The plot of Israeli film The Farewell Party, via IMDB: “Residents of a retirement home build a machine for self-euthanasia in order to help their terminally ill friend, though they are faced with a series of dilemmas when rumors of the machine begin to spread.”

The Mix of Humor and Seriousness

Stephen Holden, New York Times: “…steers a careful course between humor and pathos while playing down overtly political and religious arguments for and against assisted suicide.”

Odie Henderson, rogerebert.com: “There’s an infectious joy to how the actors handle the morbid humor here, and it is never mean-spirited…(C)haracters are not without respect for the gravity of their situation, but they are also old enough to have developed a humor-laced and fearless acceptance of impending death.”

Kevin P. Sullivan, ew.com: “Whereas a typical film reserves death for its darkest scenes, the end of life looms over every minute of The Farewell Party. And yet somehow this tale of retirees in Jerusalem assisting terminal patients with suicide comes off as warm and compassionate. The drama falls somewhere on the spectrum between Michael Haneke’s devastating Amour and the Best Exotic Marigold Hotel movies, but the result is a film that’s frank about death without leaving you cold.”
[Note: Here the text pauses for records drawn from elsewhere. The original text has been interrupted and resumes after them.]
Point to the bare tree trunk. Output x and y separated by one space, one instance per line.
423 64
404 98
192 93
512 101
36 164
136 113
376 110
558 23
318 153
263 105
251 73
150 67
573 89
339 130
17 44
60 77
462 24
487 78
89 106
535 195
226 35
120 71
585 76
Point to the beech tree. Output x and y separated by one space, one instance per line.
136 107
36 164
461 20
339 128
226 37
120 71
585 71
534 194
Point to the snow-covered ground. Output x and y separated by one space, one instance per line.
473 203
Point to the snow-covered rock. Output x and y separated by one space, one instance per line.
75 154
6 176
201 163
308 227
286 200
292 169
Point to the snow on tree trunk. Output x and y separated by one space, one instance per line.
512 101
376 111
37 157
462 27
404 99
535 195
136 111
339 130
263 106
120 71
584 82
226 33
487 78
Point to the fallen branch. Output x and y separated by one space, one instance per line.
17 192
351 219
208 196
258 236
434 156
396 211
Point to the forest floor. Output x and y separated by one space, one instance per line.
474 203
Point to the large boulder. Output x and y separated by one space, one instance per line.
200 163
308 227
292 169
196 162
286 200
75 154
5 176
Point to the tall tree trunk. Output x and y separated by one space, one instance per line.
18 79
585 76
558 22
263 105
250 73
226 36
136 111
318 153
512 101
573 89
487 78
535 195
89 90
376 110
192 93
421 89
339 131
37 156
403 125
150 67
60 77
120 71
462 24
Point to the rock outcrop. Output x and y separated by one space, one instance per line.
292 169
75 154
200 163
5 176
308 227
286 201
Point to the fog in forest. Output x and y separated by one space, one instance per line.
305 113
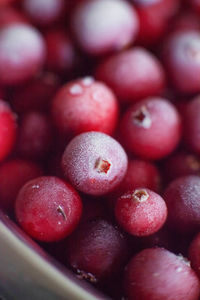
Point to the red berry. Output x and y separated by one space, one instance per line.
94 163
182 199
101 26
22 53
60 51
96 251
8 130
151 128
85 105
132 74
141 212
194 255
155 274
43 12
13 175
48 208
35 135
181 57
191 125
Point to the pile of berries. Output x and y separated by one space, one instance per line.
100 139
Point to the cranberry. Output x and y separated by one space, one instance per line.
94 163
194 256
159 274
48 208
35 135
181 164
96 250
192 125
43 12
22 53
118 28
8 130
154 17
85 105
132 74
36 94
13 175
182 199
60 51
181 57
141 212
151 128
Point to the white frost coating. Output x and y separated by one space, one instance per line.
87 81
102 23
76 89
47 9
79 160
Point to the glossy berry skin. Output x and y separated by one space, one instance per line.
26 53
60 51
43 12
94 163
182 199
141 212
35 135
154 18
156 273
13 175
132 74
48 208
8 129
118 29
151 128
181 164
96 251
193 254
191 132
182 61
85 105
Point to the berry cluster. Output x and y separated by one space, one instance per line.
100 139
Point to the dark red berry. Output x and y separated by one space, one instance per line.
141 212
132 74
85 105
48 208
151 128
159 274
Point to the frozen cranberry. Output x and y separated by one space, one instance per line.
192 125
94 162
159 274
8 130
132 74
140 173
141 212
151 128
101 26
154 18
181 164
9 15
22 53
182 197
37 94
35 135
194 254
43 12
85 105
48 208
181 57
13 175
96 250
60 51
More About the Plot and Cast

Stephen Holden, New York Times:

[The] inventor, Yehezkel, a robust bear of a man (Ze’ev Revah) and his wife, Levana (Levana Finkelshtein), a couple in their 70s, are distressed by the acute suffering of their friend Max (Shmuel Wolf), who is dying of cancer and against his will is kept alive by doctors. Max’s wife, Yana (Aliza Rozen), entreats Yehezkel to assist Max, however he can, in ending his agony.

Enter Dr. Daniel (Ilan Dar), a retired veterinarian and a resident of the retirement home who has put down many animals. He agrees to help Yehezkel perfect the design of a machine that will allow Max to end his own life by pushing a button. Raffi (Rafael Tabor), a retired police officer, advises that a pretaped video from Max stating that he alone is responsible for his suicide will help avoid trouble with the law…

The Trailer

Overall Reviews

Abby Garnett, Village Voice:The Farewell Party makes drama out of right-to-die politics and asserts that just about everyone who makes it past a certain age will have to contend with the issue in one way or another.”

Odie Henderson, rogerebert.com:

I rated it highly because I was moved and amused by it, and I enjoyed the characters and the actors who superbly play them. They are afforded an agency we don’t see given to older people in mainstream cinema. They’re allowed to make tough decisions, good and bad, without interference from a younger, supposedly smarter world. They’re depicted as people full of energy and contradictions, regardless of age. For example, Dr. Daniel is not only afforded an active sexual relationship with the married, closeted Raffi, but is also a septuagenarian still hiding his homosexuality from his mother.

Brandon Judell, The Huffington Post:

The Farewell Party moves about at a brisk pace with flawless acting, majestic cinematography by Tobias Hochstein, and a warm sensibility, while convincingly arguing Schopenhauer’s point that ‘they tell us that suicide is the greatest piece of cowardice…that suicide is wrong; when it is quite obvious that there is nothing in the world to which every man has a more unassailable title than to his own life and person.’